Connaissez vous le « Kone Yess Challenge » ? C’est l’une des danses qui fait fureur ces jours-ci au Sénégal. « Noy Moyto sa nooneu, kone yess ». Littéralement, en wolof : « Comment combattre tes ennemis, donc oui ». La chorégraphie du moment fait le tour des réseaux sociaux. YouTubeurs, comédiens et jeunes se filment à la maison, dans la rue, dans leur commerce. Presqu’une routine au Sénégal.

Du « ndaga » au « kone yess challenge »

Car avant le « Kone Yess » ce fut le « Snaps Chat », le « Na Gooré », le « Tak si rip » , le « Youza » ou dès les années 1960 le « ndaga », autant de déclinaisons du mbalax, le courant musical et chorégraphique le plus populaire au Sénégal.

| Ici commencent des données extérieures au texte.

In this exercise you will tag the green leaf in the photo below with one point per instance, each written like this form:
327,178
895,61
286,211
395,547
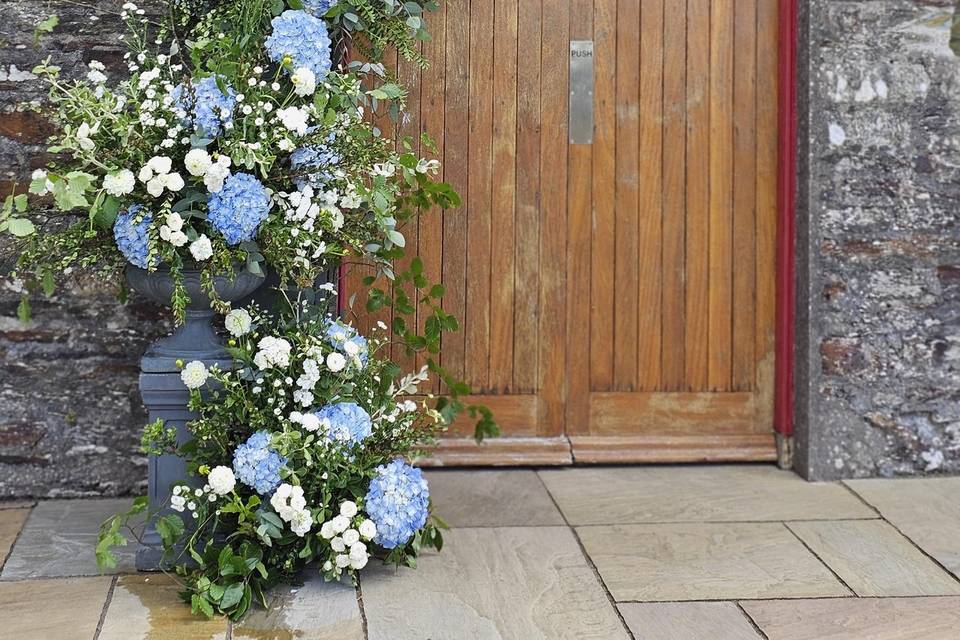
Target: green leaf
47,25
20,227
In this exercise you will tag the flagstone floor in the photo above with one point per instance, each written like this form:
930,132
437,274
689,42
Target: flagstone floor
736,552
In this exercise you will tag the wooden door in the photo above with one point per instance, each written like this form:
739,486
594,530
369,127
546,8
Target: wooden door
616,298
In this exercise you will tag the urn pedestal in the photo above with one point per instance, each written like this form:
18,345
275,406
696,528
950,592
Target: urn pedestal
163,393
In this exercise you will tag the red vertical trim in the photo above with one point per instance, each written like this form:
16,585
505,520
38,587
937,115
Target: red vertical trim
786,201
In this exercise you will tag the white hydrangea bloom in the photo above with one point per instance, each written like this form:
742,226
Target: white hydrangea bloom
197,162
201,249
304,82
221,479
336,362
368,529
238,322
194,375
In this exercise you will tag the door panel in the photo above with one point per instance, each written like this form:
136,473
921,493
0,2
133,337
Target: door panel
616,298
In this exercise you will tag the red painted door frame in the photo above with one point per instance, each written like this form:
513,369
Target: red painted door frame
786,205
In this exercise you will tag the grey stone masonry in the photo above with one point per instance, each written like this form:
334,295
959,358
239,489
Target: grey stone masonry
879,243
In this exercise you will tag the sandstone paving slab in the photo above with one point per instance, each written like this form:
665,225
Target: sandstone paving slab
63,609
858,618
59,537
529,583
16,504
11,522
926,510
687,621
316,610
146,607
706,561
873,559
492,498
727,493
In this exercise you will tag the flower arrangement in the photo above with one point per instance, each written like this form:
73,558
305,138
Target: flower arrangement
236,142
239,141
298,456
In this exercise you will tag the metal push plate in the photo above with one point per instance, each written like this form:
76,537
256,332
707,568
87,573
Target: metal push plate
580,124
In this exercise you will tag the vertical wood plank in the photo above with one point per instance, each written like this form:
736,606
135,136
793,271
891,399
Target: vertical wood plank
455,141
721,194
626,251
579,218
605,143
553,215
674,194
744,194
477,320
767,140
649,283
698,200
503,253
527,281
408,73
430,240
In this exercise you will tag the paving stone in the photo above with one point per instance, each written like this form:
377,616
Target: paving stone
11,521
317,610
59,537
740,493
874,560
492,499
858,619
527,583
67,609
706,561
687,621
925,510
146,607
16,504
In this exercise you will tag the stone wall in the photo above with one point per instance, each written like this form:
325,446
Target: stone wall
70,413
879,274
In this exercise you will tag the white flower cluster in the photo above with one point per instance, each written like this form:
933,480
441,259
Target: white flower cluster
346,540
194,375
185,498
272,352
291,506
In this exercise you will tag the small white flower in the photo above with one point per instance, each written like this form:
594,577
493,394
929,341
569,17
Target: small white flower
326,531
340,524
197,161
336,362
221,479
348,509
294,119
304,81
194,375
368,529
238,322
201,249
120,183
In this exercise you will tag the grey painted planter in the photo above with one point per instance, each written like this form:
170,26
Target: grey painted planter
160,386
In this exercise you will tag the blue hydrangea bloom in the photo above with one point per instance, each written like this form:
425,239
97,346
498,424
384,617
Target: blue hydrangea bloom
302,37
321,158
318,7
131,236
398,501
257,465
205,108
349,422
238,208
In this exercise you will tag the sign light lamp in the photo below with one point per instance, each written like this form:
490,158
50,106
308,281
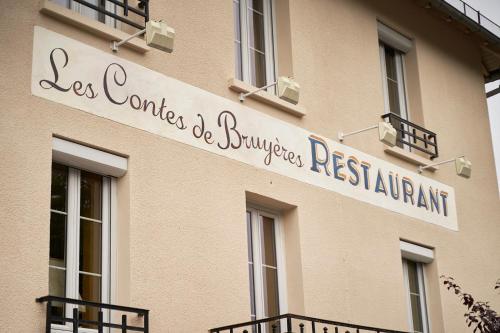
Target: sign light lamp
158,35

D’où vient cette fièvre créatrice ? Elle est d’abord l’expression d’une vraie culture de la danse. Au Sénégal, on danse à chaque étape de la vie : aux baptêmes, dans les cérémonies religieuses, aux mariages. Les femmes entretiennent jalousement ce patrimoine, lors des sabar et tanebeer (« bal de nuit » en wolof), des fêtes exclusivement féminines – à l’exception des percussionnistes – et des espaces de transgression.

Mais la danse, c’est aussi un art du quotidien, à la maison, au travail, pour bercer les enfants, séduire son amant, se taquiner entre amis. Loin d’être l’apanage de la tradition, elle ne cesse de se renouveler.

A chaque mois sa nouvelle danse, lancée par un chanteur, une danseuse ou un lutteur, diffusée ensuite comme une traînée de poudre par la jeunesse connectée. YouTube regorge de vidéos avec des titres comme « La nouvelle danse qui fait fureur au Sénégal » ou « La danse qui fait le buzz ».

La danse, miroir de la société sénégalaise

Drôles, politiques, sensuelles, voire sexuelles, ces nouvelles chorégraphies racontent la société sénégalaise : sa gastronomie,  sa politique, ses regards sur les corps.

En filigrane, ces danses traduisent la créativité de cette jeunesse et de ses « ingénieurs spécialisés en danse », comme les appelle l’artiste Xuman dans son journal rappé.

Des danses pourtant maintes fois accusées de dénaturer la tradition, les valeurs et les moeurs sénégalaises. Pourtant, ces chorégraphies, sans cesse réinventées, partagent bien la fonction première de la danse, « faire communauté ».